No Country for Old Men (2007 Film)

No Country for Old Men (2007 Film) Analysis

Joel and Ethan Coen work together as a singular symbiotic creature writing, directing and producing films with a remarkably consistent coherency. This coherent vision is what has made many love their movies while others despise them. Boiled down to a ridiculous level, the vision of the Coen Brothers is essentially nihilistic. One of the most amazing aspects associated with their career is how they manage to persistently raise money to produce films of astonishing pessimism considering they began making movies in the era of the summer blockbuster. No Country for Old Men finally brought them Oscar gold for Best Picture; perhaps the only thing more astonishing than that it took until then for this honor to arrive is that when it finally did, it was to honor what would be the duo’s most breathtakingly pessimistic vision yet commit to screen.

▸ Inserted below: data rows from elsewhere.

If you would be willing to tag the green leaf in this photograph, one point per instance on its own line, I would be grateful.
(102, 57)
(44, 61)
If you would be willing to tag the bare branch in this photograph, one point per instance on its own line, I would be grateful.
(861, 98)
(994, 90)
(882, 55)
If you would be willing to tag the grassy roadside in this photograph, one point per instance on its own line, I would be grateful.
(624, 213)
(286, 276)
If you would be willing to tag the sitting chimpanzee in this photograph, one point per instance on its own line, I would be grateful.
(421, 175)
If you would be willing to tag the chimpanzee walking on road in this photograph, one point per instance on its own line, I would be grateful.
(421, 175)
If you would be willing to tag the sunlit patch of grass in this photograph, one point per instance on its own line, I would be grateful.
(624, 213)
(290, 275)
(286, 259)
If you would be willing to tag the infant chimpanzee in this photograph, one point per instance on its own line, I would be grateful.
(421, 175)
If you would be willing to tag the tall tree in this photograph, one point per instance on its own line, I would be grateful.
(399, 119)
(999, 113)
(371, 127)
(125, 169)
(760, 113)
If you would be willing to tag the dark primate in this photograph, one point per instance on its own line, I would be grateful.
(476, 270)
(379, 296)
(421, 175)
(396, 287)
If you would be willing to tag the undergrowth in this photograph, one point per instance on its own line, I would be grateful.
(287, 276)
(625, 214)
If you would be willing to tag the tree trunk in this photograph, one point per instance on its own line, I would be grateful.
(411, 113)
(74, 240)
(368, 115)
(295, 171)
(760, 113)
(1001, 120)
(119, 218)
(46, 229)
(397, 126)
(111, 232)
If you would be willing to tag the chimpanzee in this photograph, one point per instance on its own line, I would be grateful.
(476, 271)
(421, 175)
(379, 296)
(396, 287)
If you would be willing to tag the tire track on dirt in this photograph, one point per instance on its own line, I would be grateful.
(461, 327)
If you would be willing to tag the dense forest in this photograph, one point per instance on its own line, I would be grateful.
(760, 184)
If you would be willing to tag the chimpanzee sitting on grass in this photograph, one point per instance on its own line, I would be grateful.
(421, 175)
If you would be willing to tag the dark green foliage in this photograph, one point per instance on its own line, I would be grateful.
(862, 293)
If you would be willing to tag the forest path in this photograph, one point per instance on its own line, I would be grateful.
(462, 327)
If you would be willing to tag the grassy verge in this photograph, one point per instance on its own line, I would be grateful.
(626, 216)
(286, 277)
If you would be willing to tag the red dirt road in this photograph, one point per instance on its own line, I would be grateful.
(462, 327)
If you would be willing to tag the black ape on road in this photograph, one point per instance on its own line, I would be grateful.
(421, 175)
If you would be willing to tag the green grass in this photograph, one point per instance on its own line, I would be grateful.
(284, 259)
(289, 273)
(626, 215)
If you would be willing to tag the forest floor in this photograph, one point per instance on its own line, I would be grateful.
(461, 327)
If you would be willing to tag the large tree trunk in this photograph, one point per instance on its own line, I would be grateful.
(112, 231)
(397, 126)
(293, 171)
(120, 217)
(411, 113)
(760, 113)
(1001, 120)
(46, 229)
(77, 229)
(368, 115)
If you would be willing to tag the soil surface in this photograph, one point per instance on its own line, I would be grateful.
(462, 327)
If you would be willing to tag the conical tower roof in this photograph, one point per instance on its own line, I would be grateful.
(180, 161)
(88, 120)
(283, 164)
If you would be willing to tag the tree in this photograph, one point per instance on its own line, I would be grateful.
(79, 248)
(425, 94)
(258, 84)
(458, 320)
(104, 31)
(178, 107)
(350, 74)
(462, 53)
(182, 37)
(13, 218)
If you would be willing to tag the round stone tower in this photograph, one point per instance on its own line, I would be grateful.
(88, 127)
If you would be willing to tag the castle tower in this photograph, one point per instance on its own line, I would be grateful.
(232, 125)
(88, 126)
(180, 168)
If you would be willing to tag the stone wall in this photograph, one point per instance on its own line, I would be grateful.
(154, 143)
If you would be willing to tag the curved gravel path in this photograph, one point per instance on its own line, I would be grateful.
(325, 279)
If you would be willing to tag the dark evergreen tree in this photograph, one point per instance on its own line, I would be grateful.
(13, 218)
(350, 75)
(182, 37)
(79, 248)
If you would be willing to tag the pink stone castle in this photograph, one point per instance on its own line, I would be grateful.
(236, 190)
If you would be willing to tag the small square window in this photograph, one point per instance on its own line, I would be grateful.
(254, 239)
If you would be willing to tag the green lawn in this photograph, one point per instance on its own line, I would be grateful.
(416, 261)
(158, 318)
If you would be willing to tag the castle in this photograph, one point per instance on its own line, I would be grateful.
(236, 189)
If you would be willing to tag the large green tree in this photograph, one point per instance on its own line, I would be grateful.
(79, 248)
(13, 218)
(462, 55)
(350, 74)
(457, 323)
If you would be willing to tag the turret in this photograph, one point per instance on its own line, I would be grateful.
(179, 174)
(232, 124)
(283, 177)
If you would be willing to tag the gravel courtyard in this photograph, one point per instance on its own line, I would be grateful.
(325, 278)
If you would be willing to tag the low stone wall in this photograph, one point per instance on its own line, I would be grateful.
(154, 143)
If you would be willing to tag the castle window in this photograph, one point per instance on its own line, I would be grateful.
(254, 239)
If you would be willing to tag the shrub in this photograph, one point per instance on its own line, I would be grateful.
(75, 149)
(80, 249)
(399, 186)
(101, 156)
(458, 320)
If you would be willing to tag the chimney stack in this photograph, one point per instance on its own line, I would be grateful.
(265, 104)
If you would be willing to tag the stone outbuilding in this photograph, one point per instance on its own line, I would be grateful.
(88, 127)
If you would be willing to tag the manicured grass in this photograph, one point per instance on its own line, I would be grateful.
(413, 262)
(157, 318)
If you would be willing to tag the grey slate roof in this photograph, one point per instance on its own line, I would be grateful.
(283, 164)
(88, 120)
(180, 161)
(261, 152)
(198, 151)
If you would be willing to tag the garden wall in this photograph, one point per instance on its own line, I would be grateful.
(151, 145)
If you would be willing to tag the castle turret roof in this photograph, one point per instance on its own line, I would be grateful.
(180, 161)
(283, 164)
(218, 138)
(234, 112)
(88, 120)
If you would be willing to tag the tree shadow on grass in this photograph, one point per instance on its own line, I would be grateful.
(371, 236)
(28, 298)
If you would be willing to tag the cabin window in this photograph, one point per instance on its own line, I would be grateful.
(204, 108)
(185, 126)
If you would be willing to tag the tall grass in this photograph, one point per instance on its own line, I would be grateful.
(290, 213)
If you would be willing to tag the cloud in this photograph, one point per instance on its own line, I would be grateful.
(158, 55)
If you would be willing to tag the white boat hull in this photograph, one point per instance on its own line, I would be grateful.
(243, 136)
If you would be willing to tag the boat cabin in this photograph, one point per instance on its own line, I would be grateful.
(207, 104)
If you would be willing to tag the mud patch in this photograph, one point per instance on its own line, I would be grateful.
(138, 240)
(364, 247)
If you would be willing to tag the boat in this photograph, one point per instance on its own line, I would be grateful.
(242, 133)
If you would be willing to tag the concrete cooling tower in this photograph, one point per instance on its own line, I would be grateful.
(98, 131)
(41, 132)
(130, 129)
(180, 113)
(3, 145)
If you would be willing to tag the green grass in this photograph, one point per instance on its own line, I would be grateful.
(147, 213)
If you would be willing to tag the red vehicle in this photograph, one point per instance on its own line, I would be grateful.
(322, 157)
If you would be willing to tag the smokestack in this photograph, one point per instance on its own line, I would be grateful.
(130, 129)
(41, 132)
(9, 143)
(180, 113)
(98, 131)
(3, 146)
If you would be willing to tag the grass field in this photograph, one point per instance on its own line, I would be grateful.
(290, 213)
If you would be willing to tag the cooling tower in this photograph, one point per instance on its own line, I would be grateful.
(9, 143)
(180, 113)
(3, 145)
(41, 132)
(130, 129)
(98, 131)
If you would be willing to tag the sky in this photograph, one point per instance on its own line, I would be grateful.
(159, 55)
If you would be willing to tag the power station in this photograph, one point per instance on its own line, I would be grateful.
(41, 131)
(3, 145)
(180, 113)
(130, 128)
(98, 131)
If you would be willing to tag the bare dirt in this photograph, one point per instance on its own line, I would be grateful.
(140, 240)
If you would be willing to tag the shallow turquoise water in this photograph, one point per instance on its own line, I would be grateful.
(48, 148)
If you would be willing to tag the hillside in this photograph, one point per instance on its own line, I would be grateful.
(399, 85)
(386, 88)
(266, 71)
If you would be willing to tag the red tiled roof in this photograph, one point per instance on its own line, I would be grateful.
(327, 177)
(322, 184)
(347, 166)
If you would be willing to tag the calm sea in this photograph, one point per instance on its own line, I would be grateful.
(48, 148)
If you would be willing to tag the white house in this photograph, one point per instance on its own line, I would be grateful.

The Coen Brothers don’t do happy endings. In the entirely of their canon, the only two of their films that have attained a certain high level of mainstream popularity that can be said to even come remotely close to a genuinely upbeat ending—which is not to say an ending completely free of irony—are Raising Arizona and Fargo. Within the idiosyncratic existentialist nightmare world of Coen characters, the endings of those two films are like something out of Spielberg or Frank Capra in comparison to No Country for Old Men. The moral of any Coen Brothers film picked at random is just that: the universe is random. Structured, sure, and maybe even logical and rational, but those two things have nothing to do with randomness. Even an utterly chaotic situation has a certain logic and rationality to its overall superstructure, but individual events can still happen completely at random. Raising Arizona made that message funny. Fargo, by film’s end, actually made it almost touching, or at least as touching as a Coen Brothers murder drama can be. While things don’t turn out perfectly even for the protagonists in those films, there is at least still room for hope and some optimism by the end.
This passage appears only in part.